The US may simply withdraw its support from NATO and from Ukraine, putting Europe in an even greater strategic bind.

So far, Europe’s response has been fairly tepid. Earlier this week, six European allies – the UK, France, Germany, Italy, Poland and Spain – backed Denmark with a joint statement which said, "Greenland belongs to its people, and only Denmark and Greenland can decide on matters concerning their relations.”

However, there was no common statement from all 27 EU members, underlining just how divided the bloc remains over its response to the Trump administration’s increasingly belligerent rhetoric and actions.

A Christmas present for Putin

And what of Russia in all of this? According to Arnold, the Greenland situation is “like a Christmas present” for Vladimir Putin, because it shows deep fissures within the NATO alliance.

“Putin knows that he can't defeat NATO militarily but he can potentially defeat NATO politically,” he says. “Putin doesn't have the power to create the level of discord in the alliance that we're up to today. I think you're likely to see a lot more Russian activity now as well disinformation...to try and build a bigger wedge within the alliance.”

While NATO members were galvanised by Russian aggression in Ukraine, Arnold believes “instability brought about by the actions of the pre-eminent ally” will have the opposite effect.

“Even if everything de-escalates and we move on to other things, I think the damage has pretty much already been done,” says Arnold. “It's an alliance based on trust, and for the US to act in this manner towards an ally is something pretty extraordinary.”

Difficult times lie ahead for NATO, then. But Arnold points out that the alliance has faced challenges before and proved itself to be resilient. At various stages in its history, people have sounded the death knell for NATO, but were always proven wrong.

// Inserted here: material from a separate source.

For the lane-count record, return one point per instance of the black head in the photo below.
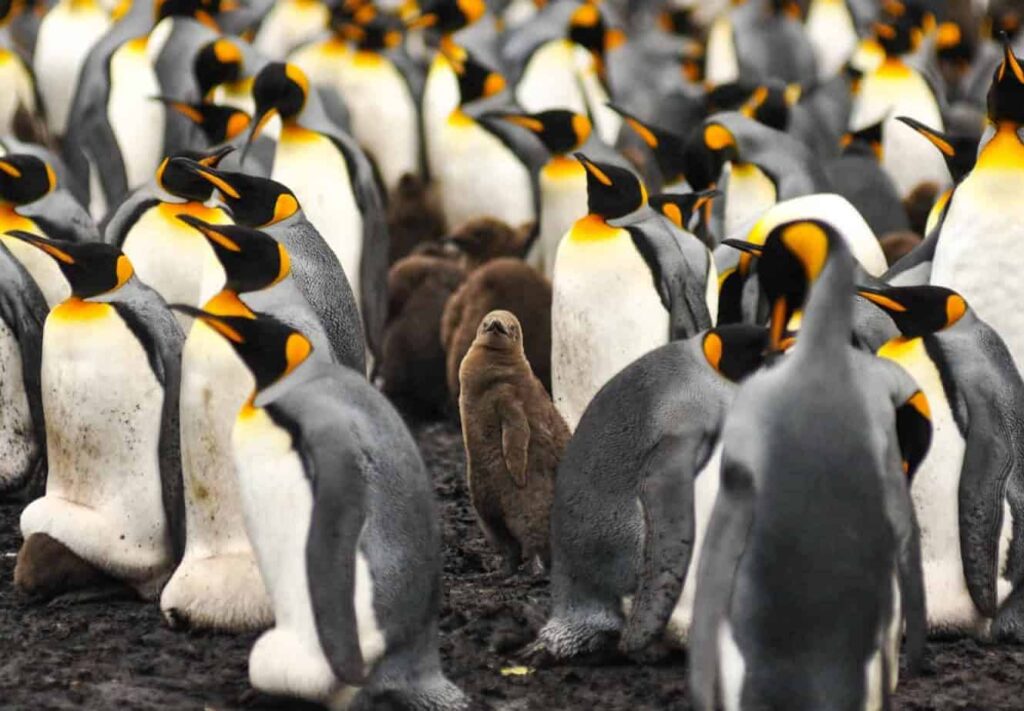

Arnold assesses that NATO will not allow things to escalate to armed conflict between allies. “I don't think that NATO as an organisation would let it get that far because the optics of it would be terrible,” he says, noting that such a scenario would be a big win for Putin.

He only envisages a full-scale military intervention by the US if there is significant pushback from the Danes and Greenlanders over a troop build-up.

“There might be a bit of a trap brewing by Trump and his people to have the Europeans forcefully say the US can’t do more in Greenland without further agreements,” he says.

“And then that actually creates the rationale for the US to do it [take the island by force].”